Intorno alle 17.30 di ieri papa Francesco è finalmente arrivato in auto alla base militare di Medellin dove si celebra la Messa. Accolto dall’arcivescovo di Medellin Ricardo Tobòn Restrepo, dal governatore e dal sindaco della città di Medellin, papa Francesco ha ricevuto un poncho, un carriel, vale a dire una borsa tipica di pelle, e un cappello prima di compiere un giro in papamobile tra i fedeli.
Papa Francesco – prima dell’inizio della celebrazione eucaristica nella memoria liturgica di San Pietro Claver, sacerdote gesuita, apostolo fra gli schiavi neri deportati – si è scusato di fronte a circa un milione di fedeli per averli fatti aspettare a causa del ritardo accumulato dovuto alla pioggia. Nei pressi dell’altare è esposto il quadro della “Virgen de la Candelaria”, patrona di Medellìn.
“Coinvolgersi”. Papa Francesco ci ricorda che ci è richiesto per essere discepoli missionari “un coraggio evangelico che scaturisce dal sapere che sono molti quelli che hanno fame, fame di Dio, fame di dignità, perché sono stati spogliati”. E, come cristiani” è nostro dovere “aiutarli a saziarsi di Dio; non ostacolare o proibire loro questo incontro”. “La Chiesa non è una dogana – ha aggiunto papa Francesco -, vuole le porte aperte perché il cuore del suo Dio non solo è aperto, ma è trafitto dell’amore che si è fatto dolore. Non possiamo essere cristiani che alzano continuamente il cartello “proibito il passaggio”, né considerare che questo spazio è mia proprietà, impossessandomi di qualcosa che non è assolutamente mio. La Chiesa non è nostra, è di Dio; Lui è il padrone del tempio e della messe; per tutti c’è posto, tutti sono invitati a trovare qui e tra noi il loro nutrimento”.

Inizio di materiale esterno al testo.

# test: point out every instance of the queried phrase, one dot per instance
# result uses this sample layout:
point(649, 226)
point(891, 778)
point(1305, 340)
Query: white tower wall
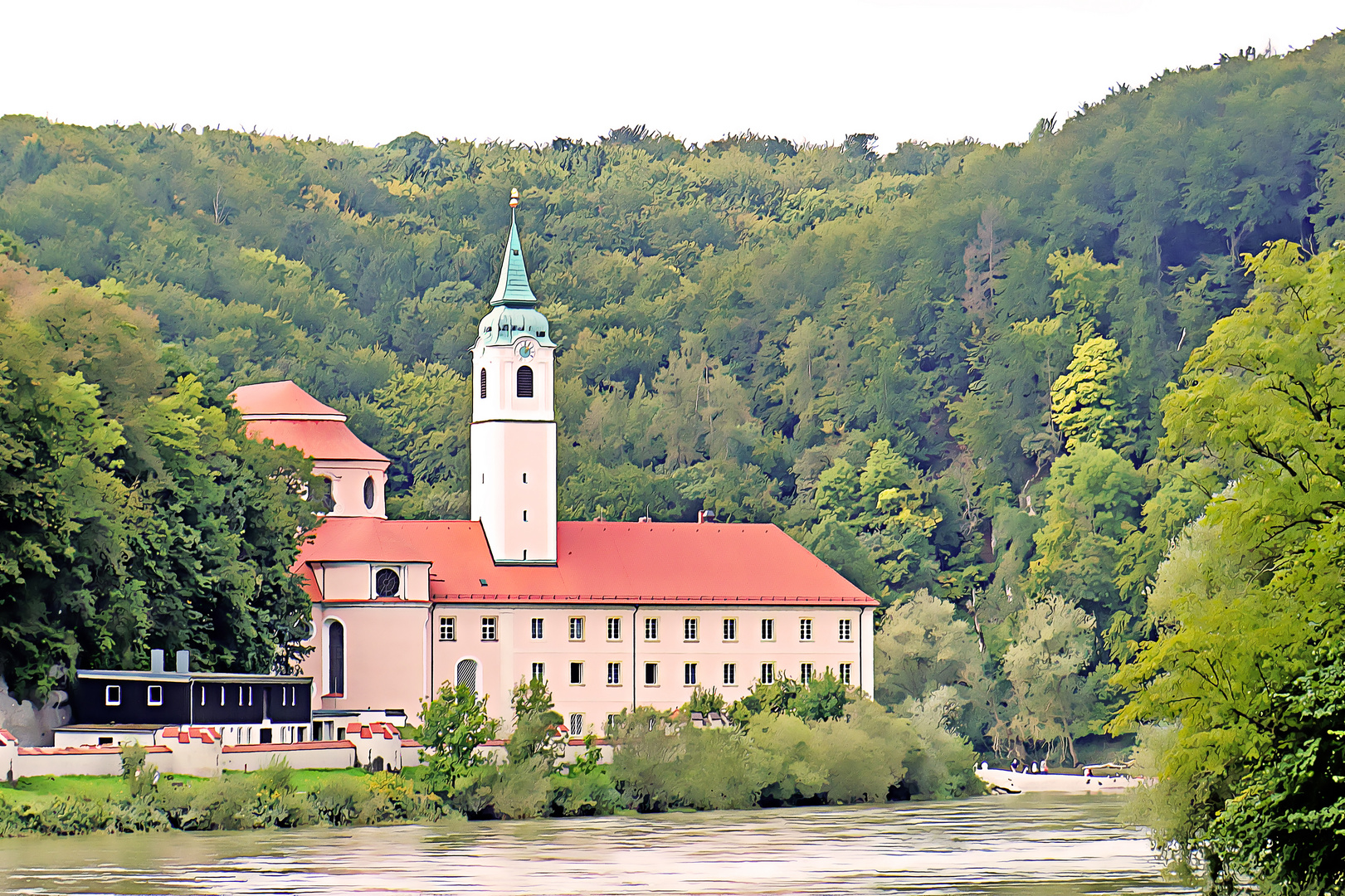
point(514, 432)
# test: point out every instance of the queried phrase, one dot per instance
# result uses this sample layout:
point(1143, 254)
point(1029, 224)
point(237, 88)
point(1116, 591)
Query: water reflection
point(1041, 845)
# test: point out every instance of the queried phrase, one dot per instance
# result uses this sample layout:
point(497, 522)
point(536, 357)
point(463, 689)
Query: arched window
point(322, 495)
point(335, 658)
point(467, 673)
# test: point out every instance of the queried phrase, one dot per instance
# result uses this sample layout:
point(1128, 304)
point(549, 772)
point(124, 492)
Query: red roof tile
point(275, 748)
point(319, 439)
point(280, 400)
point(597, 562)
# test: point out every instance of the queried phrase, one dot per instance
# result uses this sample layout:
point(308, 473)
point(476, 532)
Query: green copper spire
point(514, 314)
point(513, 288)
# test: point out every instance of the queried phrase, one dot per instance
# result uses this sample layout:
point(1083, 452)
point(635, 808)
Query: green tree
point(1247, 604)
point(452, 727)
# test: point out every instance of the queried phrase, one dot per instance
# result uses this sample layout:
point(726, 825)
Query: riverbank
point(981, 846)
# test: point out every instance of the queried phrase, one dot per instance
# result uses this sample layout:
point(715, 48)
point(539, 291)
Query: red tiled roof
point(82, 751)
point(305, 744)
point(597, 562)
point(194, 732)
point(319, 439)
point(280, 400)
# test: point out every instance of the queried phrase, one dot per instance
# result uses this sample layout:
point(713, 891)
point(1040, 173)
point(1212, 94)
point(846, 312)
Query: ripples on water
point(1005, 845)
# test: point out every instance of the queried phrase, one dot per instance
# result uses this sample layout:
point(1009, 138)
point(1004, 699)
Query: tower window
point(335, 658)
point(387, 582)
point(322, 495)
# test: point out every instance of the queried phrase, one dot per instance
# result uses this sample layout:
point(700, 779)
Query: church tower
point(514, 419)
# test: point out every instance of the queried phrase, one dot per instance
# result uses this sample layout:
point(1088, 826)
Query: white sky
point(528, 71)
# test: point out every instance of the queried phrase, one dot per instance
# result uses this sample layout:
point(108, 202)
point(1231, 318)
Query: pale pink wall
point(509, 660)
point(394, 657)
point(387, 662)
point(502, 452)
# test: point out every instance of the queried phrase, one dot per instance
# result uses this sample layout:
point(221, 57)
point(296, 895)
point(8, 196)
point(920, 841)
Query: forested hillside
point(940, 369)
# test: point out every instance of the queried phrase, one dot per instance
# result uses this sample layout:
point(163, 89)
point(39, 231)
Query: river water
point(1029, 845)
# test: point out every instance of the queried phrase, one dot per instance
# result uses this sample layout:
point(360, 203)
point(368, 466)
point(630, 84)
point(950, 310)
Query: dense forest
point(955, 372)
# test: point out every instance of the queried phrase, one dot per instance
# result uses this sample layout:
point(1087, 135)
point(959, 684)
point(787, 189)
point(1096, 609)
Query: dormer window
point(387, 582)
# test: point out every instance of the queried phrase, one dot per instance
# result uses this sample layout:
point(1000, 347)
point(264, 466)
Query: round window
point(387, 582)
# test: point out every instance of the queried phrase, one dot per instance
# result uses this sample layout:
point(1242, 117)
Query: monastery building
point(612, 615)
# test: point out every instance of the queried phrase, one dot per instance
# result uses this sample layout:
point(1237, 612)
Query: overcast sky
point(529, 71)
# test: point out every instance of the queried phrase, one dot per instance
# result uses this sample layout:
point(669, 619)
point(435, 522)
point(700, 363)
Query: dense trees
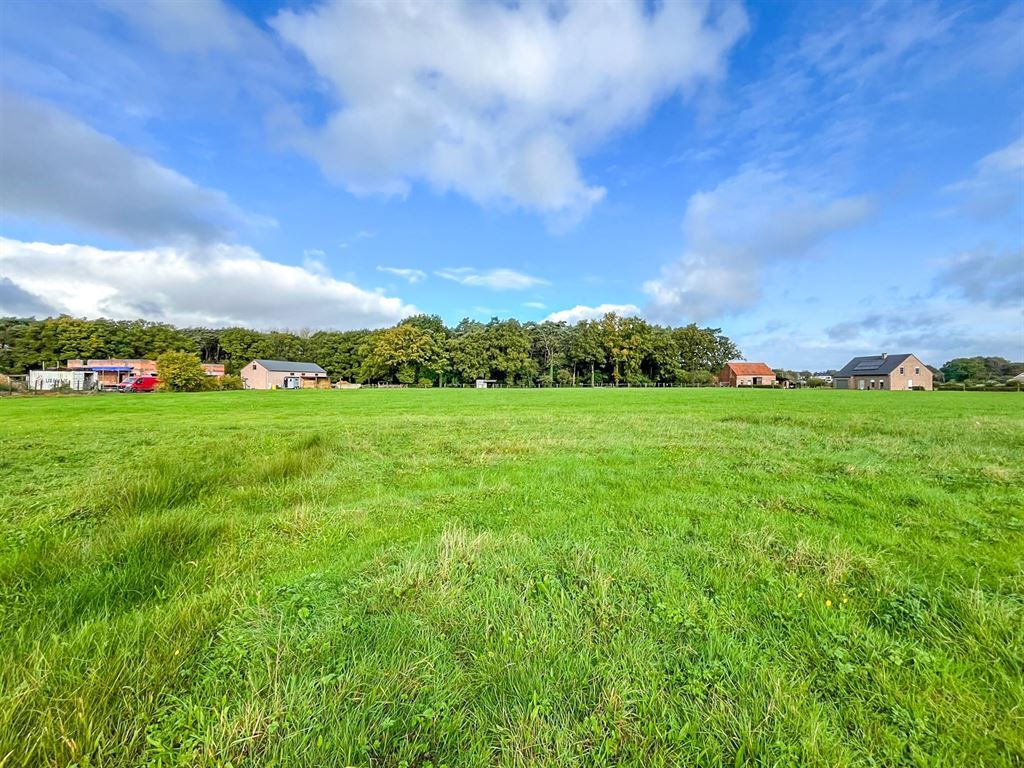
point(980, 369)
point(180, 372)
point(420, 350)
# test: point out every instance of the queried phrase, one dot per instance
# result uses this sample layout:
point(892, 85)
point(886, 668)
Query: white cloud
point(361, 235)
point(496, 280)
point(734, 230)
point(54, 167)
point(581, 312)
point(496, 101)
point(985, 275)
point(217, 285)
point(996, 188)
point(412, 275)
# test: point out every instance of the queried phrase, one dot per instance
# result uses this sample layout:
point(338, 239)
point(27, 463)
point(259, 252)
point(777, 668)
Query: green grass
point(512, 578)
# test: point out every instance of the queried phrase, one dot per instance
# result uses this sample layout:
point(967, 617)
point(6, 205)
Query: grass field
point(645, 578)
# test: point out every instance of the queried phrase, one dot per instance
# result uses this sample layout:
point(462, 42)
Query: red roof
point(750, 369)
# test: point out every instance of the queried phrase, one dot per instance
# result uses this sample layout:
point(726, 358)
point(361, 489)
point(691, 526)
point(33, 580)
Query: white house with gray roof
point(884, 372)
point(284, 375)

«Voi stessi date loro da mangiare» è questo il nostro servizio, papa Francesco nel citare il Vangelo di Matteo ricorda l’esempio del gesuita san Pietro Claver, di cui oggi ricorre la memoria liturgica, che comprese “che non poteva rimanere indifferente davanti alla sofferenza dei più abbandonati e oltraggiati del suo tempo e che doveva fare qualcosa per alleviarla”.
“Andare all’essenziale” significa, secondo papa Francesco, “andare in profondità, a ciò che conta e ha valore per la vita”. “Gesù insegna che la relazione con Dio non può essere un freddo attaccamento a norme e leggi, né tantomeno un compiere certi atti esteriori che non portano a un cambiamento reale di vita”.
In tal senso, ha aggiunto il Papa “il discepolato non è qualcosa di statico, ma un continuo movimento verso Cristo; non è semplicemente attaccarsi alla spiegazione di una dottrina, ma l’esperienza della presenza amichevole, viva e operante del Signore, un apprendistato permanente per mezzo dell’ascolto della sua Parola. E tale Parola ci si impone nei bisogni concreti dei nostri fratelli”.
“Rinnovarsi”. “Come Gesù “scuoteva” i dottori della legge perché uscissero dalla loro rigidità, ora anche la Chiesa è “scossa” dallo Spirito perché lasci le sue comodità e i suoi attaccamenti. Il rinnovamento non deve farci paura. La Chiesa è sempre in rinnovamento – Ecclesia semper reformanda –. Non si rinnova a suo capriccio, ma lo fa fondata e ferma nella fede, irremovibile nella speranza del Vangelo che ha ascoltato”.